AWS Architecture Blog
AWS Architecture Blog
AWS Architecture Blog
A common pattern for providing access to this data is for you to set up cross-account IAM Users and IAM Roles to
allow direct access to the datasets stored in S3 buckets. You then enforce the permission on these datasets with S3
Bucket Policies or S3 Access Point policies. These policies can be very granular and you can provide access at the
bucket level, prefix level as well as object level within an S3 bucket.
To reduce risk and unintended access, you can use Access Analyzer for S3 to identify S3 buckets within your zone of
trust (Account or Organization) that are shared with external identities. Access Analyzer for S3 provides a lot of
useful information at the bucket level but you often need S3 audit capability one layer down, at the S3 prefix level,
since you are most likely going to organize your data using S3 prefixes.
Many organizations need to ingest a lot of third-party/vendor datasets and then distribute these datasets within the
organization in a subscription-based model.
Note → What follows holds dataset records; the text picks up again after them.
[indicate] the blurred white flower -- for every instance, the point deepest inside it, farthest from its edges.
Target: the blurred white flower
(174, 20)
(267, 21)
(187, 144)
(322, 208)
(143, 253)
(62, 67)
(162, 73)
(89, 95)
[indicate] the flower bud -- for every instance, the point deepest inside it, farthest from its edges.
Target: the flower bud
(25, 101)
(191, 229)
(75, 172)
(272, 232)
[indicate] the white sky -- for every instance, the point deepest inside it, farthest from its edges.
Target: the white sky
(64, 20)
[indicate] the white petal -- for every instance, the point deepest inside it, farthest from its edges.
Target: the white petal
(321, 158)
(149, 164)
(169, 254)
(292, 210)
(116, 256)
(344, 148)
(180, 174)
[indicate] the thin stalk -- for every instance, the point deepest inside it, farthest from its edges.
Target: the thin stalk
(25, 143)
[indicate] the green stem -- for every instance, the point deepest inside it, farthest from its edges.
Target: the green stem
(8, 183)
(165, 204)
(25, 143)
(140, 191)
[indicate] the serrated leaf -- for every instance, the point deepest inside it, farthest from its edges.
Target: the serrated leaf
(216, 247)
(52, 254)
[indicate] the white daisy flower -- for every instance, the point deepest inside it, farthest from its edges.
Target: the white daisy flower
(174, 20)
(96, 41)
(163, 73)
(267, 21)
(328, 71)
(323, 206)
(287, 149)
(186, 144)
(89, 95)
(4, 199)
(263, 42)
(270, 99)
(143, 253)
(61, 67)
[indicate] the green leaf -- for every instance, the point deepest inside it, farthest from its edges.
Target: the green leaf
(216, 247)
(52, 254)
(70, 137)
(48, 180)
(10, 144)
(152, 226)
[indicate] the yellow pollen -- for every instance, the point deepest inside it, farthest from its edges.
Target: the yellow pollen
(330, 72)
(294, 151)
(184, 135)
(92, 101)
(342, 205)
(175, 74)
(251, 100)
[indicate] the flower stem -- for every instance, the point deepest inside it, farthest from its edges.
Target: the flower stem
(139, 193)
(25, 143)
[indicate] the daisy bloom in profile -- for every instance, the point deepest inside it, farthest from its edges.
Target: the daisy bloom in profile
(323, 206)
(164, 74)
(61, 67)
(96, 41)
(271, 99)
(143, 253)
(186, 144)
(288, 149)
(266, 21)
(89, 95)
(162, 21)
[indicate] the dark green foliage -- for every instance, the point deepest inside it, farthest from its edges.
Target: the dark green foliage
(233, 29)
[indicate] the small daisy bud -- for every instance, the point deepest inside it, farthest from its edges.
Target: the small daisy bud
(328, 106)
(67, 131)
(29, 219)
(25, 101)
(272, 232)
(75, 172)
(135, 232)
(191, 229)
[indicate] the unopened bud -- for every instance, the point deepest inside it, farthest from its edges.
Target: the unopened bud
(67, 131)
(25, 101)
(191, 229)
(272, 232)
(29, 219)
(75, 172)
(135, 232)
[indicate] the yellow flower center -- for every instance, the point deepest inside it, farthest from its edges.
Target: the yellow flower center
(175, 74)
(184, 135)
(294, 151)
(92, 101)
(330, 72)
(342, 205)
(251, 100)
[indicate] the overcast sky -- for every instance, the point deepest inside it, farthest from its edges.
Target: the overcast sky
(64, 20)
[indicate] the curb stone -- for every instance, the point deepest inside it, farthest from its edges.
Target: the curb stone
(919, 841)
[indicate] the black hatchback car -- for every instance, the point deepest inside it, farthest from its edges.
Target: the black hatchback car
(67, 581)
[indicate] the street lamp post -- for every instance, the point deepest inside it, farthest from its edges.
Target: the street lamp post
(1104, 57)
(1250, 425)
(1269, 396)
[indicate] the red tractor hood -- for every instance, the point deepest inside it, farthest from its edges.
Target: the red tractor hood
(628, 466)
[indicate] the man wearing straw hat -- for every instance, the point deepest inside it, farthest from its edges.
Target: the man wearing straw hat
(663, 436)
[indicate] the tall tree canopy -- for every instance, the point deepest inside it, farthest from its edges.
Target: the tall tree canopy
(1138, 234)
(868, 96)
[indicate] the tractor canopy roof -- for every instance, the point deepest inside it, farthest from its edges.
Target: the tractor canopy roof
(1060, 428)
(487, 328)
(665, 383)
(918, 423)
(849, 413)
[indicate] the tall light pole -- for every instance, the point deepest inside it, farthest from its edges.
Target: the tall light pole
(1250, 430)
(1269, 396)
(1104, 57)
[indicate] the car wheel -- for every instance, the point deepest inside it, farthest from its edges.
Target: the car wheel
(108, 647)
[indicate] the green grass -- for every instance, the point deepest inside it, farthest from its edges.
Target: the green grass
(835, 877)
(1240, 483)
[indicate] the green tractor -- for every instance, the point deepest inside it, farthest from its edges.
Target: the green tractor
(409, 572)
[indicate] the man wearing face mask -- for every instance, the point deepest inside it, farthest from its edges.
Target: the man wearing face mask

Irrespective of how the data is ingested, whether it is using AWS
Transfer Family service or other mechanisms, all the ingested datasets are stored in a single S3 bucket with a
separate prefix for each vendor dataset. The hierarchy can be represented as:
vendor-s3-bucket
->vendorA-prefix
->vendorA.dataset.csv
->vendorB-prefix
->vendorB.dataset.csv
Based on this design, access is also granted to the data subscribers at the S3 prefix level. Access Analyzer for S3 does
not provide visibility at the S3 prefix level so you need to develop custom scripts to extract this information from the
S3 policy documents. You also need the information in an easy-to-consume format, for example, a csv file, that can
be queried, filtered, readily downloaded and shared across the organization.
To help address this requirement, we show how to implement a solution that builds on the S3 access analyzer
findings to generate a csv file on a pre-configured frequency. This solution provides details about:
External Principals outside your trust zone that have access to your S3 buckets
Permissions granted to these external principals (read, write)
List of s3 prefixes these external principals have access to that is configured using S3 bucket policy and/or S3
access point policies.
Architecture Overview
Figure 1 – How to Audit and Report S3 prefix level access using S3 Access Analyzer
Step 1 – The Access Analyzer ARN and the S3 bucket parameters are passed to an AWS Lambda function via
Environment variables.
Step 2 – The Lambda code uses the Access Analyzer ARN to call the list-findings API to retrieve the findings
information and store it in the S3 bucket (under json prefix) in JSON format.
Step 3 – The Lambda function then also parses the JSON file to get the required fields and store it as a csv file in the
same S3 bucket (under report prefix). It also scans the bucket policy and/or the access point policies to retrieve the
S3 prefix level permission granted to the external identity. That information is added to the csv file.
Steps 4 and 5 – As part of the initial deployment, an AWS Glue crawler is provided to discover and create the schema
of the csv file and store it in the AWS Glue Data Catalog.
Step 6 – An Amazon Athena query is run to create a spreadsheet of the findings that can be downloaded and
distributed for audit.
Prerequisites
S3 buckets that are shared with external identities via cross-account IAM roles or IAM users. Follow these
instructions in this user guide to set up cross-account S3 bucket access.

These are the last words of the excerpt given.